If we look to what legal sanctions there might be in relation to this, operating under the general law, absent the bill itself, you look initially to the misleading or deceptive conduct provisions of section 18 of the Australian Consumer Law. It's not clear whether they apply, though there are strong indications that they probably would by most entities, including corporate entities. It would be very helpful if there were a statement in this act indicating the relationship of section 18 to this bill. But, even if there were such a provision, there's a very significant economic impediment to any party taking on action to say that a modern slavery statement is misleading or deceptive. To start with, what economic interest would drive such a person to do that? Who would have that interest? And it would, in any event, likely be a David-and-Goliath contest, particularly since we're going to be talking about enterprises with turnovers of more than $100 million.

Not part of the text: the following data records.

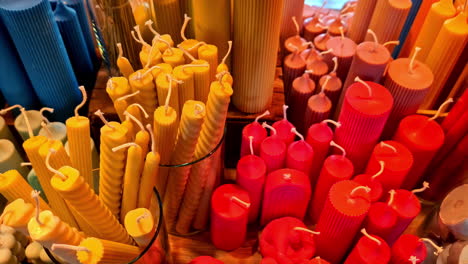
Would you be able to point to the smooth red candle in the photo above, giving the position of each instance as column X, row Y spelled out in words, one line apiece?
column 369, row 251
column 335, row 168
column 397, row 159
column 251, row 172
column 287, row 193
column 345, row 209
column 423, row 137
column 407, row 246
column 229, row 217
column 363, row 115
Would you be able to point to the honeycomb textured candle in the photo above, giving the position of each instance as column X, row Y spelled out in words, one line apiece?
column 78, row 193
column 256, row 32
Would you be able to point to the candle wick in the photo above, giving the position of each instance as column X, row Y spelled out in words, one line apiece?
column 442, row 106
column 364, row 232
column 422, row 189
column 382, row 168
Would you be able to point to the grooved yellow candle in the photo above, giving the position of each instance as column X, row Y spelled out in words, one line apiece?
column 193, row 114
column 210, row 135
column 77, row 192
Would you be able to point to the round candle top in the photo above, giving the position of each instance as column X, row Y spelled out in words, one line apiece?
column 377, row 103
column 417, row 77
column 223, row 203
column 425, row 134
column 373, row 184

I want to list briefly four other possible incentives for compliance that warrant consideration. The first one is simply that the body of provisions of imposing civil penalties—not criminal penalties, but civil penalties—not only under the Corporations Act but also under many other provisions in our legislation to sanction compliance by entities and by corporate officers, like our market integrity rules and our continuous disclosure provisions under the Corporations Act, rely upon civil penalties to give effect to their norms.

Secondly, we can look at compliance with a modern slavery reporting requirement as a precondition for participation in Australian government tender processes. Thirdly, the developing area of concern we face elsewhere about responsible business conduct looks to whether you in fact have met certain standards and sanction less formally by exclusion from economic diplomacy support, whether it be export credit agency support or economic diplomacy. At the moment, the Canadian government is an exemplar in that development, but it's a soft form of regulation of conduct in this area.

There is a variety of legislation that have a human rights due diligence or other due diligence process as a ground of exculpation: if you satisfy certain due diligence processes, then you escape liability. The Illegal Logging Prohibition Act is one such example. One has to ask: why modern slavery? If it is so important for singling out in this reporting context, why it isn't that we don't consider it in the like area. If we were to bring in any of those compliance mechanisms, there ought to be a transitional provision, of course, to enable understanding and compliance.

I wonder if I could pick up on what's called the threshold question which we consider under the heading 'Entities required to report.' There are difficulties with a threshold approach. Where do you set the quantum? We initially asked for $25 million. We've now moved to $50 million. There's an indeterminacy around this. Of course, this problem of indeterminacy is compounded by the difficulty of identifying on a threshold basis which companies on a consolidated basis actually have a requirement to report. It's a crude regulatory tool, and the justification in the documentation is in terms of the assumed capacity of large entities to report and their assumed enhanced leverage. Both of those assumptions are unclear. But, in any event, it's poorly targeted and produces both under-reporting and over-reporting when there are mechanisms for more appropriate targeting. I want to come to one of those mechanisms.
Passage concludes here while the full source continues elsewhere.